We were the lead car. We took off through some glaring cornfields and then into poor-looking woods, second-growth pines like turpentine trees. I listened for the river, but saw it before I heard it. The road got worse and worse the nearer we got; it figured. At the river’s edge we were crawling.
“This about where it was?” the cop asked me.
“No,” I said, waking from a half-sleep I didn’t know I was in. “It was farther up. We wouldn’t have come down here all the way from Oree if we wanted to turn the canoe over in calm water.”
He looked at me oddly, or I suppose he did, for I was watching straight ahead for the yellow tree, and listening — one more time — for the falls; it seemed curious to be going toward them from this direction.
It was an hour of slow going, over gullies and washouts with just enough track for regular cars — if it had got any worse it would have been jeep or Land Rover country — before we saw the tree. I saw the color and then the lightning jag, and my heart jumped like a whole being, inside me and nearly out. The rapids were roaring, upstream about a quarter of a mile; I could see some of them now, and they were a lot worse, even, than I remembered. The falloff was a good six feet, and the only place where a canoe could get through was a funnel of water into which the whole river cramped and shot, blizzarding through the stones and beating and fuming like some enormous force chained to the spot.
The policeman pointed. “He’d be right in here?”
“I’d say so,” I said. “He may be downstream farther, though. Or he may be caught in the rocks. But we probably ought to start here.
”
We all got out and moved toward each other. I watched Bobby over the hoods and backs of cars. He was not moving among the men. They were wandering rather freely around him, and his stillness in the midst of them suggested that he was not able to move as freely as they, or at all. I don’t think anyone noticed this but me, or put this interpretation on it, but it made me nervous; he already looked like a prisoner; for an instant I actually thought he was in leg shackles. I started toward him, but the police from the three cars always came between us, which must have’ been intentional, though they managed to give the impression it wasn’t. Then Bobby moved like everybody else, toward the river.

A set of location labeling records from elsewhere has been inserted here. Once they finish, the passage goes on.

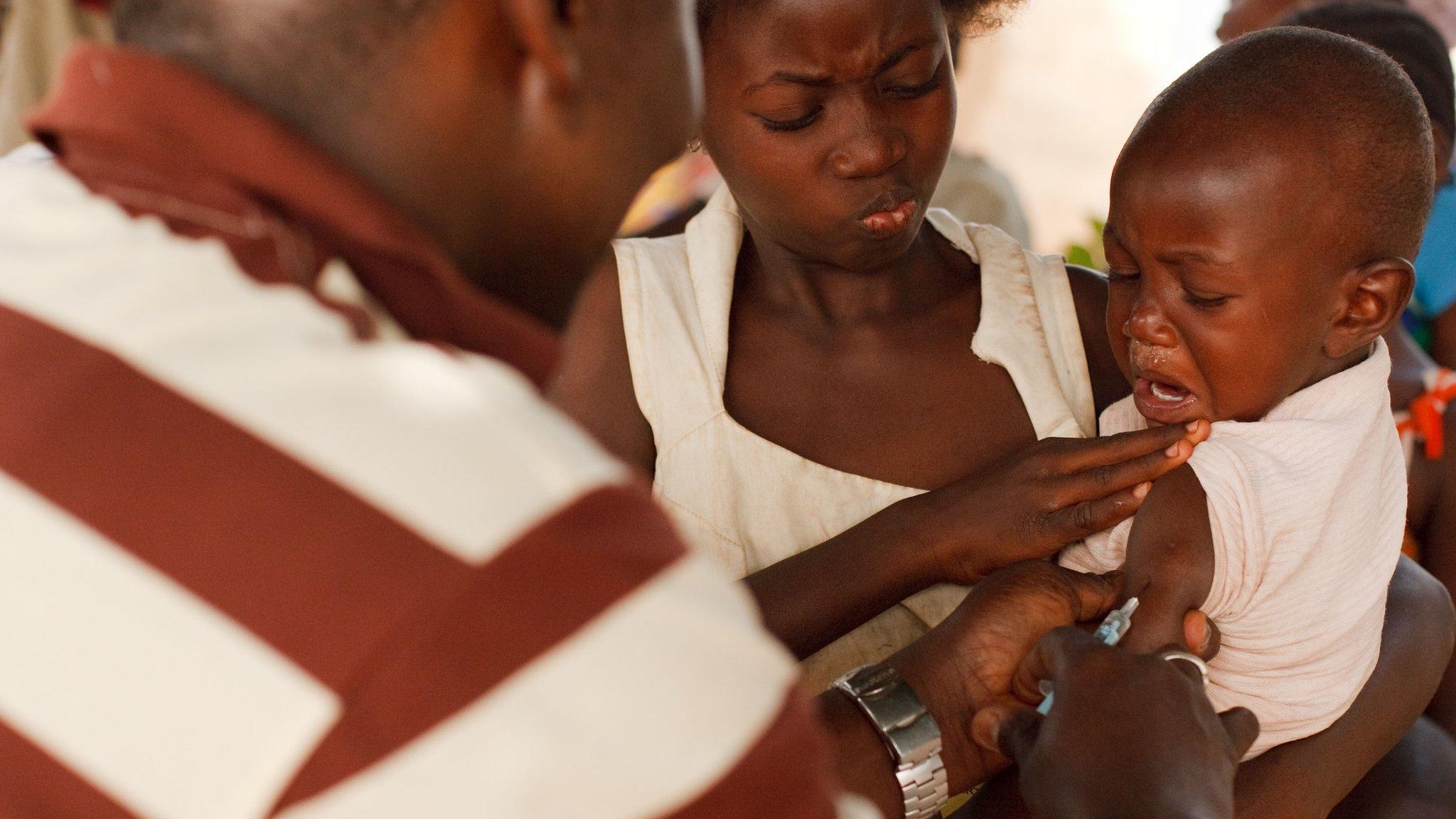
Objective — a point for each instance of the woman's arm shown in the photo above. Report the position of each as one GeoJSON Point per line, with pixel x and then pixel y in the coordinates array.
{"type": "Point", "coordinates": [593, 381]}
{"type": "Point", "coordinates": [1308, 778]}
{"type": "Point", "coordinates": [1036, 502]}
{"type": "Point", "coordinates": [1032, 505]}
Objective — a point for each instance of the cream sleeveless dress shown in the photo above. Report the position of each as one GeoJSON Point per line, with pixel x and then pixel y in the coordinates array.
{"type": "Point", "coordinates": [749, 502]}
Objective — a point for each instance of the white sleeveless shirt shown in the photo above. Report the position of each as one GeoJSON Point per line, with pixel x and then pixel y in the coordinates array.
{"type": "Point", "coordinates": [747, 502]}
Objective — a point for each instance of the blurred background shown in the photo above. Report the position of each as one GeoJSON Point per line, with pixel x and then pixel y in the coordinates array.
{"type": "Point", "coordinates": [1046, 104]}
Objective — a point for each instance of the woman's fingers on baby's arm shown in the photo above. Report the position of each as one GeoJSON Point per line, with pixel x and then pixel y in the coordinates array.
{"type": "Point", "coordinates": [1091, 516]}
{"type": "Point", "coordinates": [1104, 480]}
{"type": "Point", "coordinates": [1093, 454]}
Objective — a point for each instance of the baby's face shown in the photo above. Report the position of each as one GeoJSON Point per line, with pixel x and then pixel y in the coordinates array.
{"type": "Point", "coordinates": [1219, 299]}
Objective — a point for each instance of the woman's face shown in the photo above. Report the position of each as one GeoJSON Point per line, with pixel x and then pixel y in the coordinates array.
{"type": "Point", "coordinates": [830, 122]}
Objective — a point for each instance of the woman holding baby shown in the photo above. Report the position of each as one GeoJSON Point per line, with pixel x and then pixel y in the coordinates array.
{"type": "Point", "coordinates": [860, 405]}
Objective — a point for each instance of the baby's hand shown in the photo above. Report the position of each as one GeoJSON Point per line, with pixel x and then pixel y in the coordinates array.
{"type": "Point", "coordinates": [1039, 500]}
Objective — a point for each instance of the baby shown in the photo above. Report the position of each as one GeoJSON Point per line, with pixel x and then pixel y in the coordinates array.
{"type": "Point", "coordinates": [1263, 213]}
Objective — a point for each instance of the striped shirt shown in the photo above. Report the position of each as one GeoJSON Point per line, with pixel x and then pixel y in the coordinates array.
{"type": "Point", "coordinates": [279, 547]}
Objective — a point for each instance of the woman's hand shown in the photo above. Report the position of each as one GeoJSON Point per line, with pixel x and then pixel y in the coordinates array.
{"type": "Point", "coordinates": [1130, 735]}
{"type": "Point", "coordinates": [1042, 499]}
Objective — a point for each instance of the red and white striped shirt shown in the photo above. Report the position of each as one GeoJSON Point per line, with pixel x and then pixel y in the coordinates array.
{"type": "Point", "coordinates": [282, 547]}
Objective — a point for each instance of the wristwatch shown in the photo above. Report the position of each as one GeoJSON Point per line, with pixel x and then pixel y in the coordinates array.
{"type": "Point", "coordinates": [909, 730]}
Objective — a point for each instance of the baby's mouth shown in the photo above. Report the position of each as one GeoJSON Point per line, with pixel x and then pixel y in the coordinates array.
{"type": "Point", "coordinates": [1167, 392]}
{"type": "Point", "coordinates": [1161, 400]}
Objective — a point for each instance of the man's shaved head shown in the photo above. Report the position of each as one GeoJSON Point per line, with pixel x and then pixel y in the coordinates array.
{"type": "Point", "coordinates": [300, 59]}
{"type": "Point", "coordinates": [1340, 117]}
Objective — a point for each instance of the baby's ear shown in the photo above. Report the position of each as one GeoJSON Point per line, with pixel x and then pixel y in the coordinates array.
{"type": "Point", "coordinates": [1372, 296]}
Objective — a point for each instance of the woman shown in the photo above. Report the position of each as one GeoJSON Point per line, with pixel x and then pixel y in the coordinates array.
{"type": "Point", "coordinates": [814, 356]}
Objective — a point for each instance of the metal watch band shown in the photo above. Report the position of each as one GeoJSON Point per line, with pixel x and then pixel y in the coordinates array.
{"type": "Point", "coordinates": [911, 734]}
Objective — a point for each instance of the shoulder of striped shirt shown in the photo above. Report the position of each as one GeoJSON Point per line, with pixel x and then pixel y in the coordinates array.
{"type": "Point", "coordinates": [405, 426]}
{"type": "Point", "coordinates": [668, 698]}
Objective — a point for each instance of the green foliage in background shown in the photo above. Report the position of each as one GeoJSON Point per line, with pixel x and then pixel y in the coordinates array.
{"type": "Point", "coordinates": [1089, 251]}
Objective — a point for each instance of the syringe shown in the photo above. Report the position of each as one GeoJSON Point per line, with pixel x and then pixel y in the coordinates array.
{"type": "Point", "coordinates": [1110, 633]}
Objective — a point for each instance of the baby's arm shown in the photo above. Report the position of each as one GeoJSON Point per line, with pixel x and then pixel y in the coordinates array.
{"type": "Point", "coordinates": [1169, 560]}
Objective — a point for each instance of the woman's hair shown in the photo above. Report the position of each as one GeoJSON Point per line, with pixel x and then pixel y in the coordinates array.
{"type": "Point", "coordinates": [964, 16]}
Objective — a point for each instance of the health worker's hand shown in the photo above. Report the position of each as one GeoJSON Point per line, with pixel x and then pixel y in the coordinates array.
{"type": "Point", "coordinates": [968, 660]}
{"type": "Point", "coordinates": [1129, 737]}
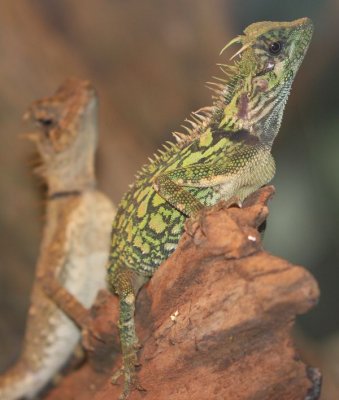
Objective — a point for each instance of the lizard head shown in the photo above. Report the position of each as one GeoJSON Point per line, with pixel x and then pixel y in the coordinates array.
{"type": "Point", "coordinates": [65, 130]}
{"type": "Point", "coordinates": [265, 66]}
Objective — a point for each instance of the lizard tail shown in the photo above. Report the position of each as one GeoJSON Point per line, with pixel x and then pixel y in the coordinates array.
{"type": "Point", "coordinates": [19, 383]}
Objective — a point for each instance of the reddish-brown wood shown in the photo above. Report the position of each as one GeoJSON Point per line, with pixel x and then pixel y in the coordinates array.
{"type": "Point", "coordinates": [215, 320]}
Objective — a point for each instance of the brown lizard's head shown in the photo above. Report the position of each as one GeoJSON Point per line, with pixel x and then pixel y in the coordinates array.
{"type": "Point", "coordinates": [65, 131]}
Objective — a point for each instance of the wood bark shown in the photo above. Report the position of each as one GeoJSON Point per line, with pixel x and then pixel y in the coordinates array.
{"type": "Point", "coordinates": [215, 320]}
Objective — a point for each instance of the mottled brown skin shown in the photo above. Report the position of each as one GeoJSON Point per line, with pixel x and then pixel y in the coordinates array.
{"type": "Point", "coordinates": [74, 248]}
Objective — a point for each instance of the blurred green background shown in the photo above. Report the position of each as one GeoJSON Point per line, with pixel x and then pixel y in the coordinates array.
{"type": "Point", "coordinates": [149, 61]}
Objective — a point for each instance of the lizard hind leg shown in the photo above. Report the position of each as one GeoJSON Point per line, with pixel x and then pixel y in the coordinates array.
{"type": "Point", "coordinates": [124, 286]}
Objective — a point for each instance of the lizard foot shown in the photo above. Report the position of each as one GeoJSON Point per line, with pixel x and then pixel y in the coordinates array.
{"type": "Point", "coordinates": [196, 222]}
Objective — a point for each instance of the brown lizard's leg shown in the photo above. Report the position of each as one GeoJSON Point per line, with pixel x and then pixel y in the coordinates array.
{"type": "Point", "coordinates": [65, 300]}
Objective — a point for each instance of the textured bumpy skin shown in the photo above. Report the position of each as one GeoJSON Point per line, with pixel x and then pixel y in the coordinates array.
{"type": "Point", "coordinates": [226, 155]}
{"type": "Point", "coordinates": [75, 243]}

Meanwhile other cars were creeping up to us, and pretty soon they filled up the bank all the way out of sight downriver. The men who got out of them were farmers, mostly, and small merchants, or so I supposed. Some of them brought long ropes with hooks — grapples — on them, and I understood the full horror of the phrase I was always seeing in the newspapers, especially in the summer: “drag the river for the body.” Drag was right.

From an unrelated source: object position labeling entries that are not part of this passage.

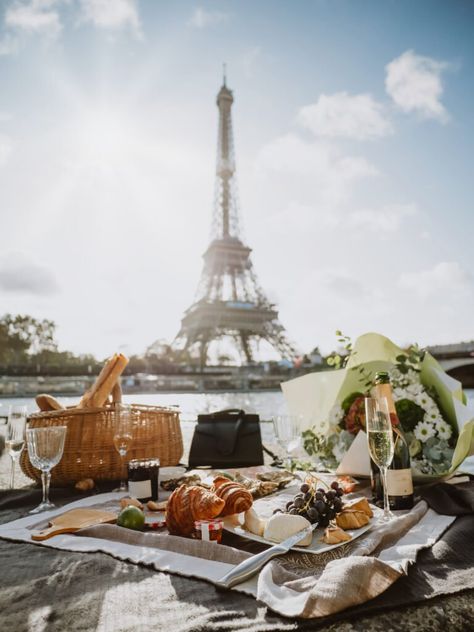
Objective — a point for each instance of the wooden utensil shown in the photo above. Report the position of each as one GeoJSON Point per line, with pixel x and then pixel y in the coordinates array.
{"type": "Point", "coordinates": [72, 521]}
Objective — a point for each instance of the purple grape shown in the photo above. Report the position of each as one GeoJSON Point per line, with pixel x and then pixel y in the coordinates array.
{"type": "Point", "coordinates": [299, 503]}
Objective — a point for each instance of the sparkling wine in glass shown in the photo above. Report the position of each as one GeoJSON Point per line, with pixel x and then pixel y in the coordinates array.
{"type": "Point", "coordinates": [45, 449]}
{"type": "Point", "coordinates": [123, 422]}
{"type": "Point", "coordinates": [380, 439]}
{"type": "Point", "coordinates": [15, 439]}
{"type": "Point", "coordinates": [287, 433]}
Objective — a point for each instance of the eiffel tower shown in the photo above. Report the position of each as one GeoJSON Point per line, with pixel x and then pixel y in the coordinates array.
{"type": "Point", "coordinates": [229, 301]}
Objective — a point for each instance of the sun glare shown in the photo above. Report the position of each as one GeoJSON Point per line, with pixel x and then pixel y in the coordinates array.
{"type": "Point", "coordinates": [105, 139]}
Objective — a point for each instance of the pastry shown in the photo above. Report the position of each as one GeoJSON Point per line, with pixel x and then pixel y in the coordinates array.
{"type": "Point", "coordinates": [237, 498]}
{"type": "Point", "coordinates": [155, 506]}
{"type": "Point", "coordinates": [253, 522]}
{"type": "Point", "coordinates": [352, 519]}
{"type": "Point", "coordinates": [361, 504]}
{"type": "Point", "coordinates": [98, 393]}
{"type": "Point", "coordinates": [187, 504]}
{"type": "Point", "coordinates": [335, 535]}
{"type": "Point", "coordinates": [281, 526]}
{"type": "Point", "coordinates": [47, 403]}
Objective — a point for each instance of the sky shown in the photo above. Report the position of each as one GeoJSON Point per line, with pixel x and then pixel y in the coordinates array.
{"type": "Point", "coordinates": [353, 133]}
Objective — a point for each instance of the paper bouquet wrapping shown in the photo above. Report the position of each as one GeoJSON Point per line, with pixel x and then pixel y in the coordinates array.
{"type": "Point", "coordinates": [433, 410]}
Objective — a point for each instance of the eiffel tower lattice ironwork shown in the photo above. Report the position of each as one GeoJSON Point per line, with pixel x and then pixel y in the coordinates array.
{"type": "Point", "coordinates": [229, 300]}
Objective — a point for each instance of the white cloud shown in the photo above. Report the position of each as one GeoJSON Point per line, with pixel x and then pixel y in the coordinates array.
{"type": "Point", "coordinates": [325, 170]}
{"type": "Point", "coordinates": [5, 149]}
{"type": "Point", "coordinates": [250, 60]}
{"type": "Point", "coordinates": [414, 83]}
{"type": "Point", "coordinates": [202, 18]}
{"type": "Point", "coordinates": [18, 274]}
{"type": "Point", "coordinates": [343, 115]}
{"type": "Point", "coordinates": [444, 280]}
{"type": "Point", "coordinates": [111, 14]}
{"type": "Point", "coordinates": [9, 44]}
{"type": "Point", "coordinates": [35, 16]}
{"type": "Point", "coordinates": [386, 219]}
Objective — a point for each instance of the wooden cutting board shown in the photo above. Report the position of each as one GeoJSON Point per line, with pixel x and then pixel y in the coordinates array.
{"type": "Point", "coordinates": [72, 521]}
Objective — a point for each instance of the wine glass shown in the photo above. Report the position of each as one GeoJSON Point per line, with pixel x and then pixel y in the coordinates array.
{"type": "Point", "coordinates": [122, 438]}
{"type": "Point", "coordinates": [15, 439]}
{"type": "Point", "coordinates": [381, 446]}
{"type": "Point", "coordinates": [287, 433]}
{"type": "Point", "coordinates": [45, 449]}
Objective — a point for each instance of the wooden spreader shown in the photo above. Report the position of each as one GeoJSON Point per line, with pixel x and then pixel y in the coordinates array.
{"type": "Point", "coordinates": [72, 521]}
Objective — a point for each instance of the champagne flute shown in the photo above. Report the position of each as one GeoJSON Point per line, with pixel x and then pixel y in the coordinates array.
{"type": "Point", "coordinates": [122, 438]}
{"type": "Point", "coordinates": [15, 439]}
{"type": "Point", "coordinates": [45, 449]}
{"type": "Point", "coordinates": [287, 433]}
{"type": "Point", "coordinates": [381, 446]}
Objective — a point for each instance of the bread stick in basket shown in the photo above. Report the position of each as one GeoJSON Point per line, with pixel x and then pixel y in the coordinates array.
{"type": "Point", "coordinates": [97, 395]}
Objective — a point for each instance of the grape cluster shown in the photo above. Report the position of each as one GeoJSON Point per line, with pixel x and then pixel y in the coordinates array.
{"type": "Point", "coordinates": [317, 505]}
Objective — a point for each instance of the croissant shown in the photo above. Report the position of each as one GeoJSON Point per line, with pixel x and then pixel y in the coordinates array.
{"type": "Point", "coordinates": [335, 535]}
{"type": "Point", "coordinates": [187, 504]}
{"type": "Point", "coordinates": [237, 498]}
{"type": "Point", "coordinates": [352, 519]}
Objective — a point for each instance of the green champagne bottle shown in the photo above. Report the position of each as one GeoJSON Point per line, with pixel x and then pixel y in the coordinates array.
{"type": "Point", "coordinates": [399, 479]}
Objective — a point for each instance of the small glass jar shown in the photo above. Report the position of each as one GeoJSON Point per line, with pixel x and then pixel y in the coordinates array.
{"type": "Point", "coordinates": [143, 479]}
{"type": "Point", "coordinates": [208, 530]}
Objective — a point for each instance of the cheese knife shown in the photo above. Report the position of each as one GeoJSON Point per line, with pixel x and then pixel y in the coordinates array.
{"type": "Point", "coordinates": [252, 565]}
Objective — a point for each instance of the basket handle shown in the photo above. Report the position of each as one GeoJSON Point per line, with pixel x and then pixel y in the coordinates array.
{"type": "Point", "coordinates": [117, 392]}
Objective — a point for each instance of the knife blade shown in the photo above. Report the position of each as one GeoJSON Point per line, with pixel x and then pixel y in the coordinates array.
{"type": "Point", "coordinates": [252, 565]}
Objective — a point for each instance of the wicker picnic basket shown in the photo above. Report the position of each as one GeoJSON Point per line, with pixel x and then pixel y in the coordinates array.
{"type": "Point", "coordinates": [89, 450]}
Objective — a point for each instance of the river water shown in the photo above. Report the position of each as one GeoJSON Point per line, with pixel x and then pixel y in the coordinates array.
{"type": "Point", "coordinates": [266, 404]}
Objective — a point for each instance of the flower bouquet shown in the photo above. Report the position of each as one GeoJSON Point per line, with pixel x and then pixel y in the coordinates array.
{"type": "Point", "coordinates": [431, 406]}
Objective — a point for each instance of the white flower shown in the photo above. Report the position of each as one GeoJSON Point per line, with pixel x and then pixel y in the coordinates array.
{"type": "Point", "coordinates": [335, 415]}
{"type": "Point", "coordinates": [432, 418]}
{"type": "Point", "coordinates": [424, 430]}
{"type": "Point", "coordinates": [444, 430]}
{"type": "Point", "coordinates": [399, 393]}
{"type": "Point", "coordinates": [415, 389]}
{"type": "Point", "coordinates": [395, 377]}
{"type": "Point", "coordinates": [423, 400]}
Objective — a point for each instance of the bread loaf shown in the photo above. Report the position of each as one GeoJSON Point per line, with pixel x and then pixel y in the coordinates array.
{"type": "Point", "coordinates": [97, 395]}
{"type": "Point", "coordinates": [48, 402]}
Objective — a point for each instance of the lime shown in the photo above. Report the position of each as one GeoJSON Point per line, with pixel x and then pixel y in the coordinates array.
{"type": "Point", "coordinates": [131, 518]}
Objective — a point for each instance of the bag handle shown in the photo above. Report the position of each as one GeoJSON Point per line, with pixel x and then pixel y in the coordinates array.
{"type": "Point", "coordinates": [239, 411]}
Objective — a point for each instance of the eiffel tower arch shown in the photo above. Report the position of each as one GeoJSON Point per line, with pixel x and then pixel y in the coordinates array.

“This the place?” the patrolman asked me again.
“It’s the best I can do,” I said. “As far as I’m concerned, this is it.”
The men began to deploy with their ropes and hooks. The stream was not deep at this point, about up to their waists or lower chests. The river ran through them easily. I watched the chains and ropes and wire cables come up from the water empty, in a certain rhythm. They always seemed to have grasped something when the hooks were underwater, and just to have let it go when they were pulled back up. I sat under a bush with the patrolman who had driven me out, watching each of the men in waders do what he was doing at the moment, and remembered the ring on Drew’s finger and the dead guitar calluses on his hand as he fell from my arms.